Sawahlunto, (Antara Sumbar) - Jajaran Polres Sawahlunto, Sumatera Barat (Sumbar), memetakan sejumlah titik rawan konflik sosial di beberapa kawasan perbatasan wilayah antar daerah di kota itu.

         "Pemetaan tersebut bertujuan untuk mengantisipasi terjadinya gangguan kamtibmas akibat perbedaan pendapat oleh beberapa kelompok masyarakat adat terkait batas ulayat," kata Kapolres setempat, AKBP Riyadi Nugroho SIK di Sawahlunto, Selasa.

         Menurutnya, keberadaan sumber daya alam seperti mineral dan kawasan hutan dan lahan menjadi pemicu utama terjadinya konflik tersebut seperti yang terjadi di beberapa titik perbatasan antara Kota Sawahlunto dengan Kabupaten Sijunjung dan Solok.

         Jika tidak diantisipasi sejak dini, lanjutnya, bibit konflik tersebut dikhawatirkan akan terus meluas hingga sulit untuk diupayakan jalan penyelesaiannya.

         "Untuk mendorong upaya tersebut dibutuhkan dorongan dari seluruh pemangku kepentingan serta regulasi-regulasi yang dapat dijadikan acuan untuk dipatuhi oleh semua pihak terkait," kata dia.

         Dia menambahkan untuk mengawal setiap kesepakatan yang dilahirkan para pihak terkait, ia bersama jajarannya akan membentuk wadah Musyawarah Nagari (MUSRI) di setiap desa yang ada.

         Hal itu, lanjutnya bertujuan untuk mewadahi setiap kearifan lokal masyarakat adat terkait pemberian sanksi terhadap pelanggaran oleh kaumnya serta sarana dalam menyatukan pendapat antara satu kelompok masyarakat dengan kelompok lainnya demi menjaga keutuhan dan semangat kebersamaan.

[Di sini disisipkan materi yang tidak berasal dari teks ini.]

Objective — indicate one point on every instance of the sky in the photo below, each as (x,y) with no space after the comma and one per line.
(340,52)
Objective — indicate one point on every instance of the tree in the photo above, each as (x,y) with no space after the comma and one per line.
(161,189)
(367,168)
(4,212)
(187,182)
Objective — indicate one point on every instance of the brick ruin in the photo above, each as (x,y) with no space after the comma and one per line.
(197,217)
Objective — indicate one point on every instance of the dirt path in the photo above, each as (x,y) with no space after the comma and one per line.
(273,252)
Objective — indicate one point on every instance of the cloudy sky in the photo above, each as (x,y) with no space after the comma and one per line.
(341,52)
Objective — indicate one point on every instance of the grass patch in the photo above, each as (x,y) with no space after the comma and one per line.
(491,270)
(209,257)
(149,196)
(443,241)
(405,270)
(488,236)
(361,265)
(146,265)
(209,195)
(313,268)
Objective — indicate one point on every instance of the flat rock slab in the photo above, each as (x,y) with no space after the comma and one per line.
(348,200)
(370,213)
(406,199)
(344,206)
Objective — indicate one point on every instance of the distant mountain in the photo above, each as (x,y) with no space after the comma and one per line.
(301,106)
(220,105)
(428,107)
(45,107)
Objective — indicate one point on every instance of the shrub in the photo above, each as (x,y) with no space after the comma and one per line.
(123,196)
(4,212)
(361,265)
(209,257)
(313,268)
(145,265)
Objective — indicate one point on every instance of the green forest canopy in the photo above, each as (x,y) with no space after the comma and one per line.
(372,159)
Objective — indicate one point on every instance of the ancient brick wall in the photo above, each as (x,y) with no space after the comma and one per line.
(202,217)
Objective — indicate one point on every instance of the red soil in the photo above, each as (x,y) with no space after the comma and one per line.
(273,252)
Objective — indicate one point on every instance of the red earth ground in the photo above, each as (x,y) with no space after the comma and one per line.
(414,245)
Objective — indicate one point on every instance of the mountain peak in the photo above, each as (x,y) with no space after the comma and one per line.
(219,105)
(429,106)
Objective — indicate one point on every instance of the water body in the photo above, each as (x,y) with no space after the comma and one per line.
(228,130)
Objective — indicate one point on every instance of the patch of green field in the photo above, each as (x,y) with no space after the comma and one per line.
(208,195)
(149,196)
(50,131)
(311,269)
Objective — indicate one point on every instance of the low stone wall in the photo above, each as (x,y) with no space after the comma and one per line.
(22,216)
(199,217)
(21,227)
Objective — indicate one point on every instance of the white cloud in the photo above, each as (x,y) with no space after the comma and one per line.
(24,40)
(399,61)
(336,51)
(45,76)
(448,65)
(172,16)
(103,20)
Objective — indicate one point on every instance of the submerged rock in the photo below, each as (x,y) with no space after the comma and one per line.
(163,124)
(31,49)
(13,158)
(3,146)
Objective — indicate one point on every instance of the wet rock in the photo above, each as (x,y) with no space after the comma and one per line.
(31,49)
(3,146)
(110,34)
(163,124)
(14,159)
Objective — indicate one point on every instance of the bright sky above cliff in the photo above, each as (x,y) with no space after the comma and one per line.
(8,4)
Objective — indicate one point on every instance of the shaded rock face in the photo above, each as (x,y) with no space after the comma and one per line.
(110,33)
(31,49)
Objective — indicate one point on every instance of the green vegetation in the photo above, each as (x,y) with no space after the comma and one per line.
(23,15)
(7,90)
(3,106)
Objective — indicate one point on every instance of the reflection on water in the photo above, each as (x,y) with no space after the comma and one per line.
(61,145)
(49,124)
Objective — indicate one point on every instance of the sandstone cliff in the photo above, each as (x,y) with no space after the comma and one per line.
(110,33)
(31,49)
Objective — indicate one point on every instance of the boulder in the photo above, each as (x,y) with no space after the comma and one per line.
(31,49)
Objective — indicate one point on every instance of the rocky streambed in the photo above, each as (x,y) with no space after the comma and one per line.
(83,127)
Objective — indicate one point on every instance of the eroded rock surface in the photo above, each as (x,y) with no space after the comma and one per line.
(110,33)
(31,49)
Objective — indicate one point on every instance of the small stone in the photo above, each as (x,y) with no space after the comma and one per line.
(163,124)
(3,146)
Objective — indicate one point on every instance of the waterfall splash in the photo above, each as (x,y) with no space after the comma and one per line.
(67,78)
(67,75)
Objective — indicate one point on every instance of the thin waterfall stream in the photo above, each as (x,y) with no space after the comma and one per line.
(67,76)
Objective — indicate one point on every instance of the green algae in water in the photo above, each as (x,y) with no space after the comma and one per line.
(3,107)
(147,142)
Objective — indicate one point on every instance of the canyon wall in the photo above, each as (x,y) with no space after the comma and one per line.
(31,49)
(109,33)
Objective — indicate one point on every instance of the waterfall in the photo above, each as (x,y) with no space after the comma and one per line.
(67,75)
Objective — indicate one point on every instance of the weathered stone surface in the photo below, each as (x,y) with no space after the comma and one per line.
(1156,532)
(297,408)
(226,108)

         "Biasanya pemberlakuan sanksi adat lebih diakui dan memiliki dampak besar dalam menjaga keselarasan kehidupan bermasyarakat," ujar dia.

         Sanksi-sanksi tersebut, tambahnya akan didorong secara bersama agar diakui sebagai produk hukum tetap pada tingkat pengadilan demi memberikan kepastian hukum bagi setiap individu masyarakat adat itu sendiri.

         Terkait hal tersebut, Sekretaris komisi I DPRD Kota Sawahlunto, Epy Kusnadi SH menegaskan sejauh ini pihaknya terus berupaya mendorong setiap upaya penyelesaian di setiap tingkatan.

         "Bahkan kami juga telah mengupayakan urusan pertanahan tersebut dikelola oleh satu dinas bertipe C, berdasarkan Peraturan Pemerintah (PP) nomor 18 tahun 2016 tentang Struktur Organisasi Perangkat Daerah," jelasnya.

         Namun, lanjutnya pihak pemerintah daerah setempat tidak sependapat dan memutuskan untuk menjadikan urusan tersebut dikelola oleh satu bidang setelah melalui pembahasan yang cukup alot bersama unsur DPRD setempat.

         Pihaknya mengapresiasi atas upaya jajaran kepolisian dalam mengakui kearifan lokal sebagai bentuk penyelesaian suatu masalah yang timbul di tengah masyarakat.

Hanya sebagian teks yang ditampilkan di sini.